In 2013, Electron is released alongside the Atom text editor, an embedded version of the Chromium browser that could be used to make traditional desktop applications using web technologies. Now it is used for everything from Visual Studio Code, Discord, Spotify and more to create an experience similar to traditional applications that also works on the web without any changes.
Similarly, the concept of “Progressive Web Apps” (PWAs) was coined which is a technology that allows web apps to be installed via the browser as a regular program or app. This was a further development of the vision of iPhone web apps, at a time when web technologies were more developed and could be seen as an alternative to traditional Android and iOS apps, which could be written once using web technology and work on all platforms.

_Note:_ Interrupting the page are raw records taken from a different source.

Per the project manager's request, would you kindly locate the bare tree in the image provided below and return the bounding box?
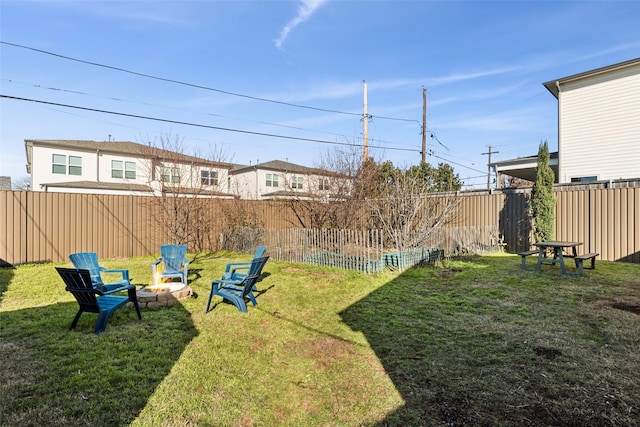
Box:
[11,176,31,191]
[285,148,369,229]
[139,134,232,251]
[367,163,459,251]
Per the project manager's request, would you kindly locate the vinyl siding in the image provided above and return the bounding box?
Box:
[559,64,640,182]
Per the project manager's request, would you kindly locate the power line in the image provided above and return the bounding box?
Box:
[0,94,418,152]
[429,151,484,173]
[0,79,420,150]
[0,40,417,122]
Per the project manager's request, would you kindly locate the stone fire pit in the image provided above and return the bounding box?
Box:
[137,282,193,309]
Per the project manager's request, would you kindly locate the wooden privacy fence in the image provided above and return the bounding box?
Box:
[222,227,448,273]
[0,184,640,264]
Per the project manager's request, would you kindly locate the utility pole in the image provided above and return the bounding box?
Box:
[362,80,369,162]
[481,146,499,190]
[422,86,427,163]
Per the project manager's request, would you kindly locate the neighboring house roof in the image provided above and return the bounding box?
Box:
[490,151,558,182]
[543,58,640,99]
[229,160,336,175]
[0,176,11,190]
[43,181,153,193]
[25,139,238,173]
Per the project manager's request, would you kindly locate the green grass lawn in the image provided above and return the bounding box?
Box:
[0,253,640,426]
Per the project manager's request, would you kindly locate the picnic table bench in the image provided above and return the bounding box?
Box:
[518,249,539,270]
[574,252,600,276]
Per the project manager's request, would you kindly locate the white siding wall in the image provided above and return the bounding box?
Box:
[31,144,228,195]
[31,146,96,191]
[558,65,640,183]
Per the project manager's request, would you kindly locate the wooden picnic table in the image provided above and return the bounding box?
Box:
[534,241,582,274]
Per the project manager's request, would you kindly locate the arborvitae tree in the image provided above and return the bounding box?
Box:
[530,141,556,242]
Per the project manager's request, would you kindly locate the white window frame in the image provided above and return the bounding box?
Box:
[124,161,137,179]
[51,154,67,175]
[291,176,304,190]
[161,166,180,184]
[318,177,331,191]
[200,169,218,186]
[266,173,279,187]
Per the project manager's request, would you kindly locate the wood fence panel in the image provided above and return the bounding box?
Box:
[0,186,640,264]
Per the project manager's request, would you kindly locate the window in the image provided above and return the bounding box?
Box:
[111,160,136,179]
[291,176,304,190]
[200,170,218,185]
[111,160,124,178]
[52,154,82,175]
[267,173,278,187]
[571,176,598,182]
[162,166,180,184]
[52,154,67,174]
[124,162,136,179]
[318,178,329,191]
[69,156,82,175]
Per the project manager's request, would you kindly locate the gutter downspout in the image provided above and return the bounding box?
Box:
[556,80,565,182]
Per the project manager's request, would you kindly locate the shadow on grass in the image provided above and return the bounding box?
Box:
[0,260,16,302]
[0,302,197,426]
[339,257,636,427]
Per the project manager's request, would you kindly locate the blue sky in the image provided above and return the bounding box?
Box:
[0,0,640,188]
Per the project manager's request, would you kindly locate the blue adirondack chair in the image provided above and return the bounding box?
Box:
[220,256,269,292]
[222,246,267,281]
[151,245,189,285]
[205,274,258,313]
[69,252,135,294]
[56,267,142,334]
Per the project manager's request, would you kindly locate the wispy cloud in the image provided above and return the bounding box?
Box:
[275,0,328,49]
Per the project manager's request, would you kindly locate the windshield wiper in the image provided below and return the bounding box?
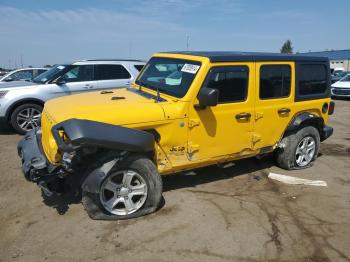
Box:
[135,80,162,103]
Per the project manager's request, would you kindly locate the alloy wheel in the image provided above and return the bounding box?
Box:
[100,170,148,216]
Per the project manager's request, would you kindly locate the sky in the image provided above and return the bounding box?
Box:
[0,0,350,68]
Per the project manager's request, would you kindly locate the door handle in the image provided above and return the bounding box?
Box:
[236,113,252,120]
[277,108,290,114]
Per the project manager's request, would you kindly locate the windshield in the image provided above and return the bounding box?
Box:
[33,65,68,84]
[136,57,201,98]
[340,74,350,82]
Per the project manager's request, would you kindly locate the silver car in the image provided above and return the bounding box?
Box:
[0,60,145,134]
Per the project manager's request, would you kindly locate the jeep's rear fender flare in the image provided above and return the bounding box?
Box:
[51,119,155,153]
[281,112,324,139]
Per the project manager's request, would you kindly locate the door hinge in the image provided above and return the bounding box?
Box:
[187,144,199,154]
[252,134,261,144]
[188,119,200,128]
[255,112,264,120]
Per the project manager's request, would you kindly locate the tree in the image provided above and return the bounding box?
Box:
[281,40,293,54]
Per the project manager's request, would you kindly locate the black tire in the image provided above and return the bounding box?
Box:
[10,104,43,135]
[82,155,163,220]
[276,126,320,170]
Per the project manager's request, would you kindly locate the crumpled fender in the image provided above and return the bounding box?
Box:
[51,119,155,152]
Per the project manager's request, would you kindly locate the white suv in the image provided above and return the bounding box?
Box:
[0,68,49,83]
[0,59,145,134]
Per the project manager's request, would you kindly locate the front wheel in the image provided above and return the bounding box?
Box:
[276,126,320,170]
[83,156,162,220]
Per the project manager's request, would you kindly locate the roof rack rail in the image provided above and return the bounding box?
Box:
[77,58,145,62]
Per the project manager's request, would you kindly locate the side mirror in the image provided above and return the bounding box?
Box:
[196,87,219,109]
[55,77,66,86]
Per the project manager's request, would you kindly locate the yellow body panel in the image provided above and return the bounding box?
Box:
[42,54,330,174]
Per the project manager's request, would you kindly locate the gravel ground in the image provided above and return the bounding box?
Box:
[0,100,350,262]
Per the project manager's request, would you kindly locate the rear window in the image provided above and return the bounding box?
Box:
[134,65,144,72]
[95,65,131,80]
[299,64,327,95]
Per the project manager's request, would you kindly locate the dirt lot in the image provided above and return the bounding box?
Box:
[0,100,350,262]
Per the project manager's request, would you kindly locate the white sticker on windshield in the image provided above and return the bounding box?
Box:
[181,64,200,74]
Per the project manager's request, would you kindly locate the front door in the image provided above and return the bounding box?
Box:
[254,62,295,149]
[188,63,255,161]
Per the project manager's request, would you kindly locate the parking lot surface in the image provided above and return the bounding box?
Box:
[0,100,350,262]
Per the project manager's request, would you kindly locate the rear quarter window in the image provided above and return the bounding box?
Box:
[95,65,131,80]
[299,64,328,95]
[134,65,144,72]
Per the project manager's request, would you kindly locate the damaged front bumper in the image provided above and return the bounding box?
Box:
[17,129,62,184]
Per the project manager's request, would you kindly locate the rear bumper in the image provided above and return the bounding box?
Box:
[321,126,333,141]
[17,129,56,182]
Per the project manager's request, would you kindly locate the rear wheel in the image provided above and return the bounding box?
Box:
[82,156,162,220]
[11,104,43,135]
[276,126,320,169]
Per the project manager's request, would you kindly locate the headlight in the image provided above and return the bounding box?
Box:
[0,91,9,98]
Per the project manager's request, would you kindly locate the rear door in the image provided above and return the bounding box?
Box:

Around the end of the 2010s, questions start to be asked about all the data that Internet companies collect. Because when Internet services are free then the user is the product, and any data you give to companies they then sell on for purposes such as advertising or manipulation. From Google capturing everything you do on your Android phone to how Facebook allowed companies like Cambridge Analytica to use their user data for election fraud in the form of manipulating public opinion. 2018 saw the introduction of new privacy laws in the EU (GDPR) aimed at strengthening users’ rights and privacy to their data.

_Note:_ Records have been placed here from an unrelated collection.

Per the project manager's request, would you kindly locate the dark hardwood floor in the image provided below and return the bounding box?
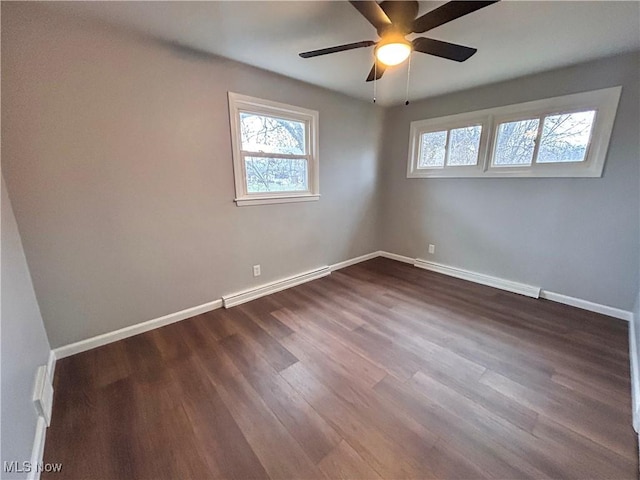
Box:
[43,258,638,480]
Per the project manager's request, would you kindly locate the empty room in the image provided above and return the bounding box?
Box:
[0,0,640,480]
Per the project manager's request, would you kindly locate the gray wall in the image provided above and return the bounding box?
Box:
[2,3,383,347]
[381,53,640,310]
[0,179,49,479]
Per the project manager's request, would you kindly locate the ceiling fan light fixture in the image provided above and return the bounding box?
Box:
[376,39,412,66]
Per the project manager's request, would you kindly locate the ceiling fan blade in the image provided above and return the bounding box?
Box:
[413,0,498,33]
[300,40,376,58]
[413,37,478,62]
[349,0,391,30]
[367,60,387,82]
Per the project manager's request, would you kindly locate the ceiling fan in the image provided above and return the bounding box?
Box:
[300,0,498,82]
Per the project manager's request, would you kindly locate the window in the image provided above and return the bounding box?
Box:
[407,87,621,178]
[229,92,320,206]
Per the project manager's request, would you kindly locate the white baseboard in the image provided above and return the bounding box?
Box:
[629,318,640,434]
[540,290,633,322]
[378,250,416,265]
[222,262,330,308]
[53,300,222,360]
[413,258,540,298]
[27,417,47,480]
[329,252,380,272]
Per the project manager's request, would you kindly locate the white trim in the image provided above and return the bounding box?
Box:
[540,290,633,322]
[329,252,380,272]
[234,194,320,207]
[629,318,640,434]
[47,350,56,385]
[378,250,416,265]
[222,267,331,308]
[407,86,622,178]
[27,417,47,480]
[53,300,222,360]
[228,92,320,207]
[413,258,540,298]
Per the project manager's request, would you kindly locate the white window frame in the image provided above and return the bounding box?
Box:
[407,112,489,178]
[228,92,320,206]
[407,86,622,178]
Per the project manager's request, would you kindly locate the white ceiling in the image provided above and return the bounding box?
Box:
[48,0,640,105]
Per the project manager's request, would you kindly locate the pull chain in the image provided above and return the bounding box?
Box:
[373,58,378,103]
[404,55,412,105]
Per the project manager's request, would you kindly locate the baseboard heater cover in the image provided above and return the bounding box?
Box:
[413,258,540,298]
[222,266,331,308]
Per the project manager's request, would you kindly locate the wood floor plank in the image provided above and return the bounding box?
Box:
[41,258,638,480]
[280,363,433,478]
[221,335,342,463]
[318,440,382,480]
[190,336,323,479]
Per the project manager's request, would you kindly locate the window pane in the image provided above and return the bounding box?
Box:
[240,112,306,155]
[418,130,447,168]
[536,110,596,163]
[493,118,540,166]
[244,157,309,193]
[447,125,482,166]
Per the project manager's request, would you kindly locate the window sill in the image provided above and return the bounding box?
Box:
[234,194,320,207]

The negative health consequences caused by social media are also starting to be brought up. Social media is most profitable when it is addictive to the user and creates conflict, which has led to increased radicalisation as the algorithm recommends only content the user is interested in, which can lead to a filter bubble where only their own views are brought up and reinforced. In 2018, Apple and Google respectively launch new updates for their mobile operating systems in response to this to allow users to see and control how they use their mobile.
2020s: COVID-19
At the beginning of 2020, a pandemic spread across the world usually referred to as COVID-19. This led to lockdowns and many people switched to remote work to a much greater extent. Through services such as Google Meet and Zoom, people could participate in their work or education from their own home without being physically there. This had already existed before but the pandemic was a starting point to show that this really worked, and even when some may consider the pandemic to be over many people now continue to work remotely.
In October 2022, Elon Musk finalises his purchase of Twitter and immediately starts firing everyone he deems unnecessary, including the former CEO and other senior people. One of his first changes is that people can now pay for verification status, something that was previously only given to… verified users. The result was lots of fake accounts for real companies and people, including Musk himself.

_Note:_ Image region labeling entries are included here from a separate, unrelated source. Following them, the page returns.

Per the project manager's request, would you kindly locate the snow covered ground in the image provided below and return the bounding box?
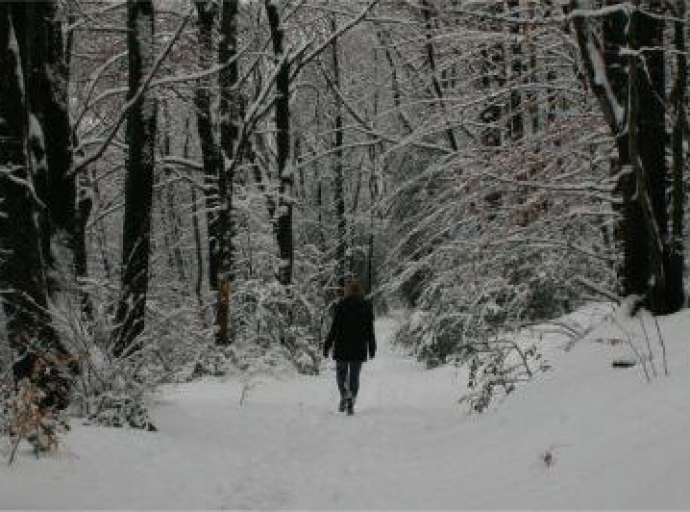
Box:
[0,304,690,509]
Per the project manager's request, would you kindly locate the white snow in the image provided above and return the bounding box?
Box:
[0,310,690,509]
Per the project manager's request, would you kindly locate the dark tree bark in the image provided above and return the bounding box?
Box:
[264,0,294,286]
[479,2,505,148]
[603,0,650,297]
[508,0,525,141]
[13,1,77,284]
[628,0,683,313]
[113,0,157,357]
[331,18,348,290]
[421,0,459,151]
[216,0,241,345]
[669,0,688,309]
[0,2,69,408]
[572,0,650,297]
[194,0,222,290]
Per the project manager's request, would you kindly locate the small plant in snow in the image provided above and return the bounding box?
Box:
[9,379,67,464]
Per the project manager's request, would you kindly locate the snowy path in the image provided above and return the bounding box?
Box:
[0,310,690,509]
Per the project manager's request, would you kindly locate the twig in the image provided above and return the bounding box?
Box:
[652,316,668,377]
[638,315,659,378]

As a result of this takeover of Twitter and its instability under new leadership, many moved to Mastodon, a decentralised social media service similar to Twitter but not controlled by a single company and where user data is not used for advertising or other profit-driven purposes. It works by organisations and individuals setting up their own instances that can communicate with each other to create a larger federated network. This makes it scalable as there is no company behind it that needs to bring in large amounts of revenue to keep the service running, but each instance brings in small amounts of money to fund themselves through e.g. donations.
The Future…
The Internet of the future may look more decentralised. From centralised services with companies behind them whose profit motive turns the user into a product to be manipulated, to a more decentralised one where individuals and organisations control small clicks of what then communicates with the rest of the network. The move from Twitter to Mastodon may be the start of this, in response to a growing scepticism towards big Internet companies and somehow a desire to go back to a more human web that is not controlled by just 5 big Internet companies whose profit motive is to basically exploit the user.